But out of the eligible cities, only 542 have received their login for an online funding portal, leaving 37 without access still. Oklahoma Municipal League Executive Director Mike Fina told state lawmakers they have contact information for someone at most cities in a database.

“The problem is it might be the public works director, but it doesn’t really fit into the definition of who the authorized person should be. So, we’re trying to reach those people as well, but we’re working very hard to finish those last 37,” Fina said.

State Grants Management Office Director Clay Holk said contacting the right person is vital to getting funds to those communities.

“We also have to have financial information, given that I’d say for all but a few, we’re not sending paper checks. We are actually making electronic funds transfers,” Holk said.

Fina said based on seminars OML has hosted, the overwhelming amount of ARPA funds small cities receive will go toward infrastructure. Some lawmakers wondered whether that was prudent with a separate, $1.2 trillion federal infrastructure bill signed into law two weeks ago.

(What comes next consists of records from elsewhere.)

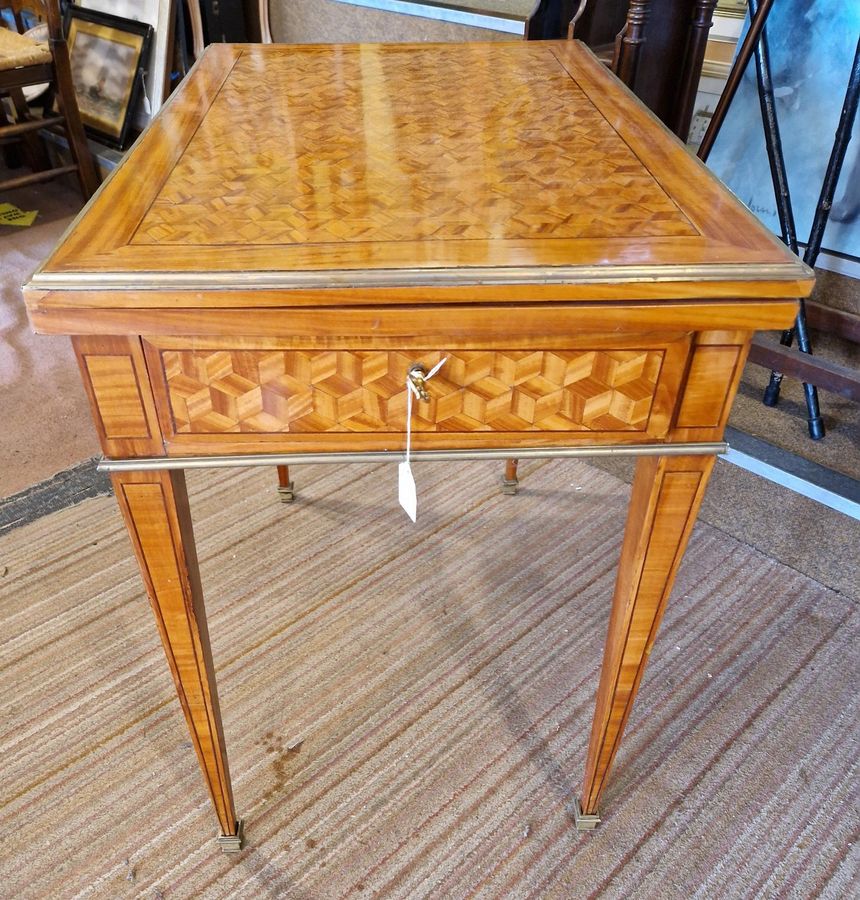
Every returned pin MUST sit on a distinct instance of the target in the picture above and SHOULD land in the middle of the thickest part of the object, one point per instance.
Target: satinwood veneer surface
(409, 166)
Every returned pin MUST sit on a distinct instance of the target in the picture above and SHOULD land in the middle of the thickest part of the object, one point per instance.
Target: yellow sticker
(11, 215)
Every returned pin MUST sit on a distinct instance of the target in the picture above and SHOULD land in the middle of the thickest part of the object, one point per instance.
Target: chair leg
(285, 486)
(510, 483)
(12, 150)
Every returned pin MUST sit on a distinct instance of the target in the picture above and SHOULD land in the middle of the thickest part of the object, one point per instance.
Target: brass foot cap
(232, 843)
(584, 821)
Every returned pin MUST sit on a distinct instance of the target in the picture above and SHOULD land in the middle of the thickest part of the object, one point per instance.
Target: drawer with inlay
(206, 394)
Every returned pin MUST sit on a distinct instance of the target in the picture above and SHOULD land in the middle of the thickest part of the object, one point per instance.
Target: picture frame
(107, 55)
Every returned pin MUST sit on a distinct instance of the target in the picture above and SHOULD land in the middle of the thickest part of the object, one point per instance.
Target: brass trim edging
(381, 278)
(159, 463)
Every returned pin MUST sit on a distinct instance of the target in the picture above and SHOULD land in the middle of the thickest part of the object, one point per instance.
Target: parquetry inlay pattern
(381, 149)
(476, 390)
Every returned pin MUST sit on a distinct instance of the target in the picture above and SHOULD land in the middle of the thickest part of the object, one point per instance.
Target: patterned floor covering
(407, 707)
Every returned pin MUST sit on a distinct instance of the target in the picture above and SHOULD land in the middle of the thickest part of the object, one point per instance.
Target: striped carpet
(407, 707)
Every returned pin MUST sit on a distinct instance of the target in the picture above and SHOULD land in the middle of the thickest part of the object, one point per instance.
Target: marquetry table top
(408, 165)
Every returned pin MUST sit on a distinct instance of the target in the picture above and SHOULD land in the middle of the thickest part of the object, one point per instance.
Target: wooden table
(301, 225)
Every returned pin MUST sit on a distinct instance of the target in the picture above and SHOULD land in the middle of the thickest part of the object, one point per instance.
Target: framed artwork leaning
(107, 55)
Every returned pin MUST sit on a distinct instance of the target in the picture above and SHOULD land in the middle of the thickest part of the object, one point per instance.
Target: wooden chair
(25, 62)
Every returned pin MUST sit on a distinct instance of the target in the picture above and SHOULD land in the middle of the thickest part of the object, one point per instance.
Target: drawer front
(258, 392)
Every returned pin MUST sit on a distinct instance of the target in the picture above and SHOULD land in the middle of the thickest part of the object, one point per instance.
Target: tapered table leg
(155, 508)
(667, 492)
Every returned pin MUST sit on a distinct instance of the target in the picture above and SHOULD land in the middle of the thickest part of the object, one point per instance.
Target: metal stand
(756, 41)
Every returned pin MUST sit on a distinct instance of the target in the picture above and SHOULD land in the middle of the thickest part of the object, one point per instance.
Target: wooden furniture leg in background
(510, 483)
(285, 486)
(155, 508)
(667, 493)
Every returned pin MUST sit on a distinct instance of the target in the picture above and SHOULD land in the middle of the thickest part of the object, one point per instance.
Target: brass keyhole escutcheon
(417, 376)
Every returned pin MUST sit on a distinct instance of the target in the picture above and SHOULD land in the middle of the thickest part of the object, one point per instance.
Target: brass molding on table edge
(584, 821)
(154, 463)
(415, 277)
(232, 843)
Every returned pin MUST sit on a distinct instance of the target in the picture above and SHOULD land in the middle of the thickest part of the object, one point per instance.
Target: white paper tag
(406, 492)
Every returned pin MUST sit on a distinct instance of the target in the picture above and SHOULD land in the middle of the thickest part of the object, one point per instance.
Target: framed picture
(161, 15)
(107, 54)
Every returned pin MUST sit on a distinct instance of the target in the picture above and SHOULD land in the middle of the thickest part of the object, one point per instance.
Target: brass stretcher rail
(157, 463)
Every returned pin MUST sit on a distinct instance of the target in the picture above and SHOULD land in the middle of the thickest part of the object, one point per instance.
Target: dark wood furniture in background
(24, 62)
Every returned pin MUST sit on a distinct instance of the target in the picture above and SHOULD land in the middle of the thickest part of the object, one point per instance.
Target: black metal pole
(819, 223)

“When you get into the last half of the municipalities, we’re talking about thousands of dollars, not even hundreds of thousands of dollars, and I’m looking at a former mayor right here who can tell you how expensive it is to put a water line in. So, we’re going to need all of that if we’re going to really make an impact on all the problems we have with our water and wastewater infrastructure,” Fina said.

ARPA funds distributed to small towns must be spent by the end of 2024.